- Developer: Balazs Ronyai
- Platforms: Windows, Linux
- Release: 21 October 2024
- Genres: Adventure, Puzzle
- Mode: Single-player

= The Children of Clay =

2024 video game

The Children of Clay is a 2024 point-and-click horror game by Messier, the pseudonym of independent developer Balazs Ronyai. The game is a puzzle-based horror title in which the player inspects a cursed ancient artifact animated in stop motion. Upon release, The Children of Clay received a positive reception, with critics praising the game's atmosphere and visual presentation. A Steam version of the game was released in 2025.

== Gameplay ==

The statue in The Children of Clay was animated using stop motion animation.

The player's goal is to learn the artifact's origin and purpose, which is done by examining it and using the books to study relevant articles by keywords. Using point and click controls, players can rotate the sculpture with the mouse, and inspect it with a magnifying glass. A book to the left of the statue contains words that allow the player to identify more information about the statue by searching for keywords.

== Plot ==

Players assume the role of an archaeologist investigating an artifact on a desk, depicted in stop-motion animation, obtained from a colleague with a letter expressing remorse for an accident in the cave the artifact was located. The artifact, named Artifact 297, is a mysterious statue with a face discovered in the Ural Mountains. Examining the artifact reveals to the player that it is made of cold iron, hinting at warding against evil spirits, and contains old Hungarian script, translated as Ördög. Studying myths about Ördög, the player learns of a legend about Táltos who imprisoned the spawn of Ördög, and identifies the creature from the myth as mumus, a dark bogeyman that takes the form of the human's worst fear. Correctly identifying all of the artifact's backstory entries causes it to leak black liquid, and removing a nail in the statue releases the creature, depicted as a black shapeless mass. Upon discovering the creature, the player finds themselves transported in the darkness to a cave with no way out. The epilogue tells about the disappearance of the player's character and the discovery of a new burial site with several identical statues, now passed to universities for further study.

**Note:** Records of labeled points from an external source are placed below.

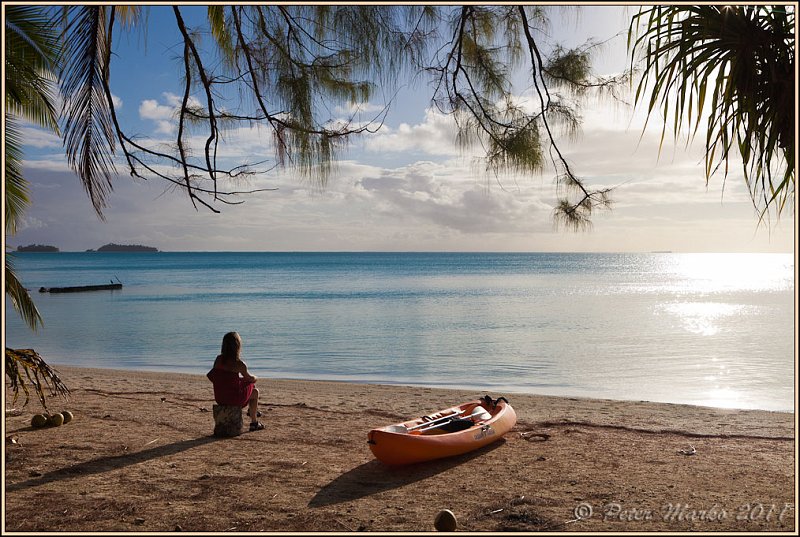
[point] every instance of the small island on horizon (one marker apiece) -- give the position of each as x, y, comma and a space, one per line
112, 247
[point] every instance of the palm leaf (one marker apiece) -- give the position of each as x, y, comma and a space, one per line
89, 134
37, 374
20, 298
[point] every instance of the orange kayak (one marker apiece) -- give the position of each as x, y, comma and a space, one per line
452, 431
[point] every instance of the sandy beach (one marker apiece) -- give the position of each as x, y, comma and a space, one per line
140, 457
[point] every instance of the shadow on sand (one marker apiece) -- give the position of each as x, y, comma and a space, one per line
374, 477
107, 464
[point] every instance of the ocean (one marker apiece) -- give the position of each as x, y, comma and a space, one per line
702, 329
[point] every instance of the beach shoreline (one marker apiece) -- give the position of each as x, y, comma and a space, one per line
569, 464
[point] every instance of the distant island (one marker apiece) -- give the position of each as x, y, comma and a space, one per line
124, 248
37, 248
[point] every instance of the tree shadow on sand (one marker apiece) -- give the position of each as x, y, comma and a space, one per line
107, 464
374, 477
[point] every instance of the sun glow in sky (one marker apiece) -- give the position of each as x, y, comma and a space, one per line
407, 187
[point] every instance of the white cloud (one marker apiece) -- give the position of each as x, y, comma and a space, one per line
39, 138
435, 136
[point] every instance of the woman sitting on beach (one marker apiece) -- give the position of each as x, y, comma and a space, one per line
229, 387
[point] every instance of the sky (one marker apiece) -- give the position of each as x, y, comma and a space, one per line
407, 187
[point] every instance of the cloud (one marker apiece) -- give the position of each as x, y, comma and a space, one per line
39, 138
164, 115
435, 136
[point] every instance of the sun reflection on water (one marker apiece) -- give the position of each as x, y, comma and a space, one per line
702, 318
706, 273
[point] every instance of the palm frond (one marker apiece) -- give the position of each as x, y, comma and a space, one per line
741, 59
20, 298
31, 55
89, 134
24, 368
17, 192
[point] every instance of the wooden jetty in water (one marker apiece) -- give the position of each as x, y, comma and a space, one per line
80, 288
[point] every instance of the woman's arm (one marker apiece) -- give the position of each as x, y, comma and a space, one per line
242, 368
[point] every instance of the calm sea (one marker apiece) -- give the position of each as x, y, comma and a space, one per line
706, 329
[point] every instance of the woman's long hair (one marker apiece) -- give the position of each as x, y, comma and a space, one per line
231, 347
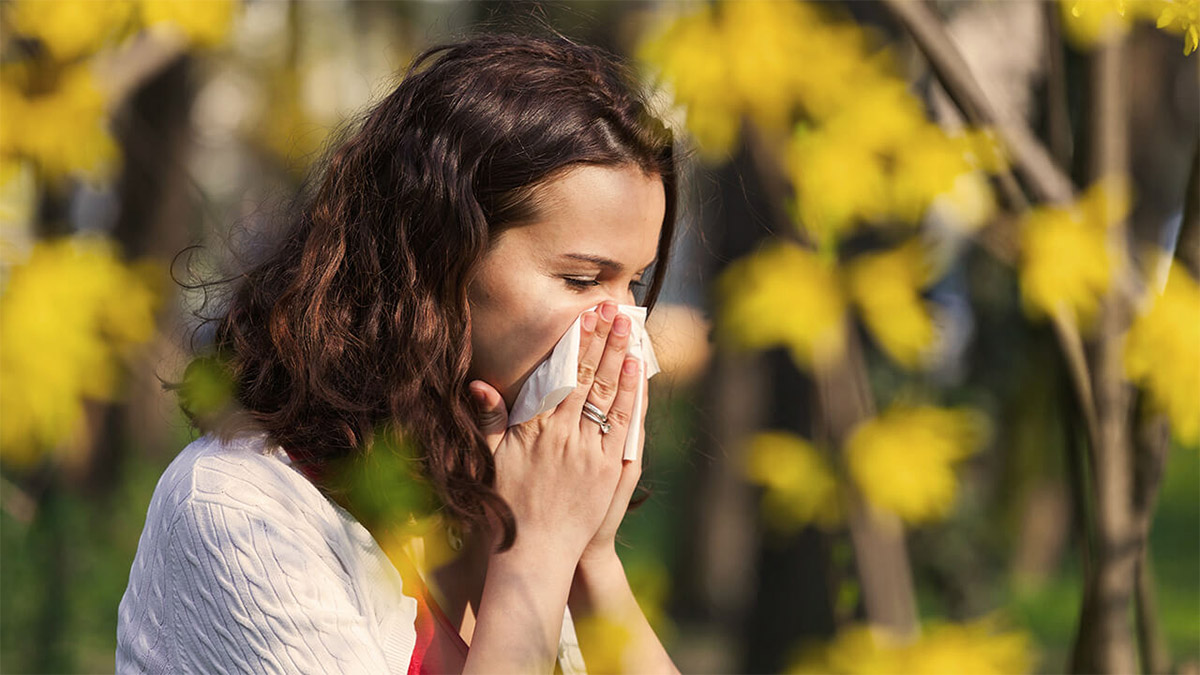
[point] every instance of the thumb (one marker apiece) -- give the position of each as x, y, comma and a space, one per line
490, 411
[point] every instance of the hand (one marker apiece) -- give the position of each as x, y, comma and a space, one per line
558, 472
604, 543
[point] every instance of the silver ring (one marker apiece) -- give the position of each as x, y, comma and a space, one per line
594, 414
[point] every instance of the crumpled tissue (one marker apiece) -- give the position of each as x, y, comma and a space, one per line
557, 376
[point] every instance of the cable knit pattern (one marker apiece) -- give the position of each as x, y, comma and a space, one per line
245, 567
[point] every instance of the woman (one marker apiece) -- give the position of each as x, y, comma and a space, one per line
507, 187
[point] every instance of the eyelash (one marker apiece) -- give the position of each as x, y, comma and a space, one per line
585, 284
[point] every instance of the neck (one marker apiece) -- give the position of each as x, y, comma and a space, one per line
459, 584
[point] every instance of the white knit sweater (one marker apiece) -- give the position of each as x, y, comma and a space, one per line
245, 567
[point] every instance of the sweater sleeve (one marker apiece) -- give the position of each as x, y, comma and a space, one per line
255, 593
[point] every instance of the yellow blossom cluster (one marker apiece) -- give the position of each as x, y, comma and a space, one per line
789, 296
799, 484
879, 160
865, 151
1162, 353
63, 130
737, 59
1067, 262
69, 317
903, 461
70, 29
1090, 23
886, 287
783, 296
55, 111
77, 28
979, 646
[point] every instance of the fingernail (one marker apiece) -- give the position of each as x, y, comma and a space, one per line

== Development and release ==

The game was developed by independent developer Balazs Ronyai over several days for the SCREAM JAM and Cosmic Horrors Jam horror game jams. Basing the premise and artifact on Hungarian mythology, Ronyai sculpted the titular statuette from clay, depicting its movements in the game by photographing it and using stop motion animation. In March 2025, the game was re-released on Steam with Japanese translations.

== Reception ==

Praising the game's ambience as "excellent" and "unsettling", Ed Thorn of Rock Paper Shotgun stated he "enjoyed how the clues flowed into research and discovery, and how those discoveries would warp the sculpture". Famitsu enjoyed the "subtle and eerie horror" without relying on jump scares. Shaun Prescott of PC Gamer similarly praised the game as "gloriously unsettling" and "richly atmospheric", finding it to be "more frightening" than it appeared. Jonas Höger considered the game's design was "particularly impressive" with a "creepy, lingering feel". Prima Games listed the game as one of the best free puzzle titles on Steam in 2025, commending its "solid atmosphere" and "creepy" tone. Meriel Green of Gamezebo stated the game was a "genuinely unique experience", lauding the statue as "rendered in a stop-motion style that gives it real weight and presence", and "has a superb sense of atmosphere and does not rely on cheap tricks to scare you".